Sta avvenendo in Italia qualcosa di molto simile alla Grecia. Mentre ad Atene chiude la televisione di Stato (adesso ripresa in forma ridotta) e si esibisce per l’ultima volta l’orschestra, a Roma il Colosseo, simbolo di Roma e dell’Italia nel mondo, chiude per la protesta degli operatori. Una manifestazione giusta per i lavoratori che reclamano condizioni migliori, che subiscono gravi ritardi nei loro pagamenti, e che solo dopo questa protesta hanno ottenuto lo sblocco dei finanziamenti per gli stipendia da parte del Mibac. Ma far trovare il Colosseo chiuso ai turisti è un’offesa per tutti.
C’è stata una retorica troppo esagerata in questi venti anni sull’importanza strategica della cultura e del nostro patrimonio archeologico. Tali misure sbandierate in una continua campagna elettorale però non hanno riscontri nei fatti. Anzi, è vero proprio il contrario: investiamo solo l’1,1% della spesa pubblica destinata alla cultura. La media in europa è del 2,2%, il doppio. Siamo al penultimo posto, davanti appunto solo alla Grecia (guarda caso) per percentuale di spesa in istruzione (l’8,5% a fronte del 10,9% dell’Ue a 27).
Eppure come sottolinea lo studio Unioncamere/Symbola (Io sono cultura 2013) la cultura rappresenta il 5,4% della ricchezza prodotta, equivalente a 75 miliardi di euro. Un settore che dà lavoro a un milione e quattrocentomila persone, ovvero al 5,7% del totale degli occupati in Italia. Allargando lo sguardo a tutta la “filiera della cultura”, ossia ai settori attivati come il turismo legato alle città d’arte, il valore aggiunto prodotto dalla cultura schizza dal 5,4 al 15.3% del totale dell’economia nazionale.
Questo è un tema politico.
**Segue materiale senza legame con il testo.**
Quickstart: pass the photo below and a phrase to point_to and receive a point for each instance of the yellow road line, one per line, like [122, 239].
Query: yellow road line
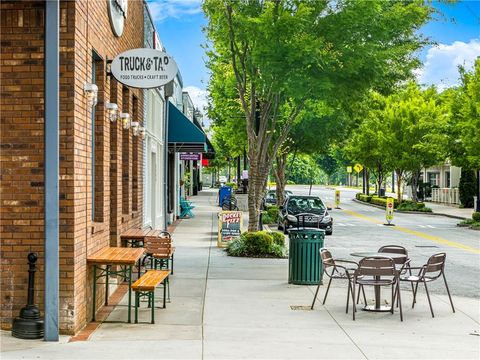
[416, 233]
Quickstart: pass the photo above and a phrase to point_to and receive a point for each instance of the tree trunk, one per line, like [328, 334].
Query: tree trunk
[253, 212]
[414, 184]
[399, 185]
[279, 172]
[367, 179]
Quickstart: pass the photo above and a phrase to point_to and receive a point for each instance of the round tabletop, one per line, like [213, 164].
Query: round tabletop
[376, 254]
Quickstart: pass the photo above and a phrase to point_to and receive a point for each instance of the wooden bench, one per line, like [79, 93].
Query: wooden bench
[145, 287]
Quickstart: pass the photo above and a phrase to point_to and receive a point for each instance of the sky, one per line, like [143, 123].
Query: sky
[456, 32]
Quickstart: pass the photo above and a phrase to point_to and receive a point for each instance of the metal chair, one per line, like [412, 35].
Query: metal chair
[370, 272]
[431, 271]
[333, 270]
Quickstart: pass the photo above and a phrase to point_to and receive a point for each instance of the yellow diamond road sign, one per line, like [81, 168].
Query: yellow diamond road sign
[358, 167]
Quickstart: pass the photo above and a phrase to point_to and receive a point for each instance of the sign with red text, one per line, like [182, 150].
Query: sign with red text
[196, 157]
[389, 209]
[229, 226]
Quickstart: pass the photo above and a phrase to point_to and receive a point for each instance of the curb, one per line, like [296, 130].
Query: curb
[411, 212]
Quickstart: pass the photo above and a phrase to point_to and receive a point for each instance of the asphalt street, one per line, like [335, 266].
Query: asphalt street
[359, 227]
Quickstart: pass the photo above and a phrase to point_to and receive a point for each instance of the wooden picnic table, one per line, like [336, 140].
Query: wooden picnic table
[136, 237]
[126, 258]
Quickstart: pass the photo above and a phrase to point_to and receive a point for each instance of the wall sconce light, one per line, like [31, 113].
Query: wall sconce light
[112, 111]
[142, 132]
[135, 127]
[91, 91]
[125, 117]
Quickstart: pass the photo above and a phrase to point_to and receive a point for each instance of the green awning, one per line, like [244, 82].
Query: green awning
[184, 135]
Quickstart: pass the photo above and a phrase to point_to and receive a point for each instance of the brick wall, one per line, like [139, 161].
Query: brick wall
[85, 28]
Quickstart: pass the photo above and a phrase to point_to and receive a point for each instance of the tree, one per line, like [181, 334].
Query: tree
[463, 129]
[367, 144]
[283, 52]
[414, 124]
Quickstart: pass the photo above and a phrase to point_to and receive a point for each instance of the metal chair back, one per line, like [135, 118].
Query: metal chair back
[376, 266]
[435, 265]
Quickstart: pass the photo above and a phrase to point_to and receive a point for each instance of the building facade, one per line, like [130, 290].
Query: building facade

E quindi purtroppo sarà uno dei più complicati dal Governo Letta, che in queste settimane ha dimostrato di trovare un accordo pd-pdl sulle questioni tecniche, ma di aver difficoltà a trovare una quadra nei temi strettamente politici. E senza politiche culturali è come se avessimo il Colosseo chiuso ogni giorno.